In 1973 Tasmania’s main export market disappeared overnight when England joined the Common Market. Apples were left to rot on the trees and the government came up with the Tree Pull Scheme to pay orchardists to bulldoze their trees. Many of those affected were tending orchards that had been in their families for generations. To see all that love, history and hard work being bulldozed into the ground was heart breaking. Some chose to grub out their trees and try other crops, some sold up and moved away, but others persisted.
When the idea for by book The Last of the Apple Blossom came to me, I knew writing this novel was going to affect me deeply. Growing up in Hobart, our family drives to the Huon Valley revealed hillsides covered in apple blossom. School excursions to the orchards featured wooden bins full of apples, packing sheds bustling with workers and endless rows of apple trees. Sadly, this is a way of life long gone, erased by natural and economic woes.
While researching apple growing in Tasmania I drew on many resources. The National Library of Australia’s Apples and Pears Oral History Project is a rich source of history and knowledge in this area. To hear the orchardists, many since passed away, talk about their personal experiences of working their orchards through the seasons and the years brought the history of the Huon Valley to life for me. However, I was still left with many questions.

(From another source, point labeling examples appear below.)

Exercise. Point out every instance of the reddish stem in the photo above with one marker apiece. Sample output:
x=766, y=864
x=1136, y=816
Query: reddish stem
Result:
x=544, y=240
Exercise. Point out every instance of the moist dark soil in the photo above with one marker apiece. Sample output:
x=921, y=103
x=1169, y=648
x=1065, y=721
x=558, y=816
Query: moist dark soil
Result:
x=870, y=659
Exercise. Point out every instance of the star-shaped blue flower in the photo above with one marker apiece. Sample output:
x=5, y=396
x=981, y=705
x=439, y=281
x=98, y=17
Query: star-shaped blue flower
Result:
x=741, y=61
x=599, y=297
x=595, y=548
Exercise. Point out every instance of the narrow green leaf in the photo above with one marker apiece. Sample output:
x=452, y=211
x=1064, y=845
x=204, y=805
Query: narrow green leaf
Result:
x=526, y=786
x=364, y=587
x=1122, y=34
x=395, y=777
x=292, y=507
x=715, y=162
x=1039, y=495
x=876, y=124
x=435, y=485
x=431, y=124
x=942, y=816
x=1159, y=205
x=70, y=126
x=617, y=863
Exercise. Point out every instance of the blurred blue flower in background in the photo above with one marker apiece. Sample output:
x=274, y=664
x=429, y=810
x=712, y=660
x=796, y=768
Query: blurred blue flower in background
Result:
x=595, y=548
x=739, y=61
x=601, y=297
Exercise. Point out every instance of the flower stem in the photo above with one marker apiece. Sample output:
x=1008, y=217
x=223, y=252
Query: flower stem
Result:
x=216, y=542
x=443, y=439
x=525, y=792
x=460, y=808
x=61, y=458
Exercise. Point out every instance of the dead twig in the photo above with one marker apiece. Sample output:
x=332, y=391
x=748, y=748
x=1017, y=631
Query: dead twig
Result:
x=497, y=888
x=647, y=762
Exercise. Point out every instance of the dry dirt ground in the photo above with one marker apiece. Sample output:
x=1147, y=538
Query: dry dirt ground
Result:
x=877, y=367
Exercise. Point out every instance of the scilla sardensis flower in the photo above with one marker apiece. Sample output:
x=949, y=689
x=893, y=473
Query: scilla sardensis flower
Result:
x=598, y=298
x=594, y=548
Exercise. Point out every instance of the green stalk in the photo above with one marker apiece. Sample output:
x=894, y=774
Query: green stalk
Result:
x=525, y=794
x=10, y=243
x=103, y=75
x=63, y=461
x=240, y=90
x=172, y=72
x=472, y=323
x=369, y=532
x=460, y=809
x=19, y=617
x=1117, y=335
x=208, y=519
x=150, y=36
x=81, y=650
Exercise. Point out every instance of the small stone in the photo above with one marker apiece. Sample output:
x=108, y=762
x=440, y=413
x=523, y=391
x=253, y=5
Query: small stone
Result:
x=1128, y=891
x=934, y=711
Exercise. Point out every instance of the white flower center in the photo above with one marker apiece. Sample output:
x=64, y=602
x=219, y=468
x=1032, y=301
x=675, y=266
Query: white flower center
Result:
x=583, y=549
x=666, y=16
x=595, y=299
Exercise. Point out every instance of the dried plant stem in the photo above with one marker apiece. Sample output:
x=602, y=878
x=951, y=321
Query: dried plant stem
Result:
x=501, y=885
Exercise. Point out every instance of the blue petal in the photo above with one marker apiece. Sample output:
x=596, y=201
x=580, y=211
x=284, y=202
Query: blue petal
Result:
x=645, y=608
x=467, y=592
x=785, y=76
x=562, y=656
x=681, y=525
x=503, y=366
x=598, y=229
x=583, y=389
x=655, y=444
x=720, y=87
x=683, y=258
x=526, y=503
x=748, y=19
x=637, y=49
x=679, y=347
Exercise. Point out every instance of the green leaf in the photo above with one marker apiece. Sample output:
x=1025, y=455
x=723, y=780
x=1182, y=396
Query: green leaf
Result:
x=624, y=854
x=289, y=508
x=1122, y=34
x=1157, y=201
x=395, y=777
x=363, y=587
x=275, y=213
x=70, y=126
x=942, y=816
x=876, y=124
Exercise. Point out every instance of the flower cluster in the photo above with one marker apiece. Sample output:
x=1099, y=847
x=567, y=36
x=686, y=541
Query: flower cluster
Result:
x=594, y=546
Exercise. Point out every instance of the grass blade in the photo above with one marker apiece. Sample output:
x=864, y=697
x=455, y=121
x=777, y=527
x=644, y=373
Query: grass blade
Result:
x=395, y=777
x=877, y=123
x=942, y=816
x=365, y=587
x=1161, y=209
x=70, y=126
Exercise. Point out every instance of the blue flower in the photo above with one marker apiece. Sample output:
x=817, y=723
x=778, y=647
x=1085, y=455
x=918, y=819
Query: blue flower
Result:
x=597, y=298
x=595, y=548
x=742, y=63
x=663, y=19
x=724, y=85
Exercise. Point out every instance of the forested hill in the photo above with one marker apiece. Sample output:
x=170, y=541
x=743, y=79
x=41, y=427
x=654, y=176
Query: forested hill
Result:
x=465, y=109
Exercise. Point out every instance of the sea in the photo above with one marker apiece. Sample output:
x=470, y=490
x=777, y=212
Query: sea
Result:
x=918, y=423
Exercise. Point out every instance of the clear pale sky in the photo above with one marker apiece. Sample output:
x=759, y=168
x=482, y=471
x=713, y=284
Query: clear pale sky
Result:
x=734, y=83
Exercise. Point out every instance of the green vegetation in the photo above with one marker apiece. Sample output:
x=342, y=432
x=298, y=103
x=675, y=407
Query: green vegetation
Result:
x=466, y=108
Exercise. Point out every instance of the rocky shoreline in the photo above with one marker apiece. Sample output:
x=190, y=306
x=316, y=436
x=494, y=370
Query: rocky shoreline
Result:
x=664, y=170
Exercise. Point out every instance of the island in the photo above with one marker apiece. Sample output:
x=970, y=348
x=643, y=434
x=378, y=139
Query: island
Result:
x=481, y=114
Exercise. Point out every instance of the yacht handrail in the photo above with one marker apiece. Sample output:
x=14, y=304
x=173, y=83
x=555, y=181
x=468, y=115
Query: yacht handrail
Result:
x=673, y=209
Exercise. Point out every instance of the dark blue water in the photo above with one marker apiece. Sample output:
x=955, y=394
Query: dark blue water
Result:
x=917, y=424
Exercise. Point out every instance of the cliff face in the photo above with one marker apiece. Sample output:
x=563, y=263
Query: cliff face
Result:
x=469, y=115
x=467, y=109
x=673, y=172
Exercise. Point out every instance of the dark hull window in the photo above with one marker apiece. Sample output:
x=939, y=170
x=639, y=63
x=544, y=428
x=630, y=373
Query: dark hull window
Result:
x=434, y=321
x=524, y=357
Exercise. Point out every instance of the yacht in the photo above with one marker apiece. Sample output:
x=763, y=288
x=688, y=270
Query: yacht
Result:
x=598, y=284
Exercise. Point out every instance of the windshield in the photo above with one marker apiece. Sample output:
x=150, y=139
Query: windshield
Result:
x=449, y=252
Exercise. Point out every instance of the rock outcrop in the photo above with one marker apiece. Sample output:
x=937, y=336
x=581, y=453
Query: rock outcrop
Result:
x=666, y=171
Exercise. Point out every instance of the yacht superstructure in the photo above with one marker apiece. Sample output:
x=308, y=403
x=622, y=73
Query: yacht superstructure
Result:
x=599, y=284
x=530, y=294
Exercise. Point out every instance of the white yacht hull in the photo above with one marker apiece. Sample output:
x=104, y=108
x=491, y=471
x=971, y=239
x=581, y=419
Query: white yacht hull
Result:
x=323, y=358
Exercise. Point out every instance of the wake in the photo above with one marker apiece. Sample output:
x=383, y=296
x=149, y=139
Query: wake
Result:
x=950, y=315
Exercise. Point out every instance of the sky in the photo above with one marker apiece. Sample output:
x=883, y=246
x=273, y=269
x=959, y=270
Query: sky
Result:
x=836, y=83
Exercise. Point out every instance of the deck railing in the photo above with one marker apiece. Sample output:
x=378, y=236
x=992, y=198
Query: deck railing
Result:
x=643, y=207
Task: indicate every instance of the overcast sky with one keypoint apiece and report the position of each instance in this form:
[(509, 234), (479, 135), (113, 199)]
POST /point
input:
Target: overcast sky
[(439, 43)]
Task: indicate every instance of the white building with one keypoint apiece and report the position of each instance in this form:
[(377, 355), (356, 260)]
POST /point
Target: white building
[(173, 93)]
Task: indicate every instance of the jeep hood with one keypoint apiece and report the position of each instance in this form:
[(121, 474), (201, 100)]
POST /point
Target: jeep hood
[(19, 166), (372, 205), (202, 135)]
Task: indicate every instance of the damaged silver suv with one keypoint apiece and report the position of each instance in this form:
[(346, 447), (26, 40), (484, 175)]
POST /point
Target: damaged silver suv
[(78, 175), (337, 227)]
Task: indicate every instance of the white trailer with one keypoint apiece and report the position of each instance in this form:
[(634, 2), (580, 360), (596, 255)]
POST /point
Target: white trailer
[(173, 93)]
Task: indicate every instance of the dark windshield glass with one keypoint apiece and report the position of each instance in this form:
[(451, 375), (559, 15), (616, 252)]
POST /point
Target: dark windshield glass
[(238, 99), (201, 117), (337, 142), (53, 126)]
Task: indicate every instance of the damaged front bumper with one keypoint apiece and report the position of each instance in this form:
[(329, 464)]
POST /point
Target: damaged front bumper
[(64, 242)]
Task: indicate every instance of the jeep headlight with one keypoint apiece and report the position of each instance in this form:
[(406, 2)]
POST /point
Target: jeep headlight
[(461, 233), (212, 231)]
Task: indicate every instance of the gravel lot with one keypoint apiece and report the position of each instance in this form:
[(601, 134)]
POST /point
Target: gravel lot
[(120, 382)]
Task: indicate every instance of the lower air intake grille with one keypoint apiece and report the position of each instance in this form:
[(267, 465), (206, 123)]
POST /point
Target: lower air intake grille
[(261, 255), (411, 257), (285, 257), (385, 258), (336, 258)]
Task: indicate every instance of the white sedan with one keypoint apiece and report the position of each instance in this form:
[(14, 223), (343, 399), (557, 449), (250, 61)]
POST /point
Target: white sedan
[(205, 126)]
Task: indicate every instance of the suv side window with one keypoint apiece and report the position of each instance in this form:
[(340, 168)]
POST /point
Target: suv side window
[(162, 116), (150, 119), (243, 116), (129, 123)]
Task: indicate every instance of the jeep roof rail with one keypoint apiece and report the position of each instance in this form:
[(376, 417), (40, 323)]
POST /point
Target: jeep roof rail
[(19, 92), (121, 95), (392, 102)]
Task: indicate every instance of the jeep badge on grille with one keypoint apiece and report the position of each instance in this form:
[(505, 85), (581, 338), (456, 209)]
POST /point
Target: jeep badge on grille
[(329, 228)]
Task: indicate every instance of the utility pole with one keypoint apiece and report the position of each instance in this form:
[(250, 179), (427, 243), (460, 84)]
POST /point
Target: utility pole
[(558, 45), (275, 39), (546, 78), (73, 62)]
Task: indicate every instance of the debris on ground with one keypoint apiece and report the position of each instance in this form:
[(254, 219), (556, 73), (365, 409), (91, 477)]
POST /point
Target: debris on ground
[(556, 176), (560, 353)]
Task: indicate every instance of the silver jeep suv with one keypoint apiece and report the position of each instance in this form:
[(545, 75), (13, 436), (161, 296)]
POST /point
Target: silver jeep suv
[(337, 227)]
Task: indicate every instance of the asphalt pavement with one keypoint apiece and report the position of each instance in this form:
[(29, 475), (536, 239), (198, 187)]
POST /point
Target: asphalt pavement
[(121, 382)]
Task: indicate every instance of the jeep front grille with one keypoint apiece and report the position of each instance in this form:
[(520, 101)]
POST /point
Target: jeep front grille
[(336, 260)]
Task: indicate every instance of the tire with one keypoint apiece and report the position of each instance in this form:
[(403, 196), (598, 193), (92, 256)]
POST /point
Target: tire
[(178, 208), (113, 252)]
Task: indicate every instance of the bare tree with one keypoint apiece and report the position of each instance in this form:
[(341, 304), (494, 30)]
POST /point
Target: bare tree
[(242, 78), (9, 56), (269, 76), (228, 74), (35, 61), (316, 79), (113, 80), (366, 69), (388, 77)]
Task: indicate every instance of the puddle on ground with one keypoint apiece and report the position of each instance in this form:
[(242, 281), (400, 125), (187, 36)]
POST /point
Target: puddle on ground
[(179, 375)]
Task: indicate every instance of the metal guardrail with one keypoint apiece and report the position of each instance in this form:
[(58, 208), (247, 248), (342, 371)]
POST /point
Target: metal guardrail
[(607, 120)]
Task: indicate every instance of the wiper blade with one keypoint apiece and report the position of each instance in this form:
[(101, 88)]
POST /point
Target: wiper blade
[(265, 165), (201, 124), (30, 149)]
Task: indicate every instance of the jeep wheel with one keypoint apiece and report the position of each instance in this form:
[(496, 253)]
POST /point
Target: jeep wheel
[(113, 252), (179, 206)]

I tracked down Naomie Clark-Port, owner of Frank’s Cider and an orchardist in the Huon Valley on a property established by her family in the 1800s. To describe Naomie as tenacious is an understatement. No matter the natural and economic disasters that were thrown at her, Naomie was determined to keep the orchard viable. We stood in her orchard surrounded by apple trees, some over 160 years old, as she told me stories of orchard life, struggle and perseverance. She also arranged interviews with some of the old orchardists in the area who remembered the events I write about in The Last of the Apple Blossom. I spent hours listening to their tales of bushfire, drought and hail, good harvests and bad. Over the course of our conversations they revealed many details that I never would have discovered otherwise. I’ve used several of their anecdotes in The Last of the Apple Blossom – they were too delicious not to.
I hope I’ve done the growers of the Huon Valley justice, those who worked hard all their lives through disasters and hardships so severe it would make most of us give up in despair. The novel is dedicated to theses orchardists and is inspired by a line from one of their oral histories, ‘I worked my entire life for nothing.’ I don’t think it was for nothing. The orchardists created beauty and purpose. Tasmania was The Apple Isle because of them – an enormous achievement. It might not have lasted, but to work and create, to live a useful life, that is not nothing.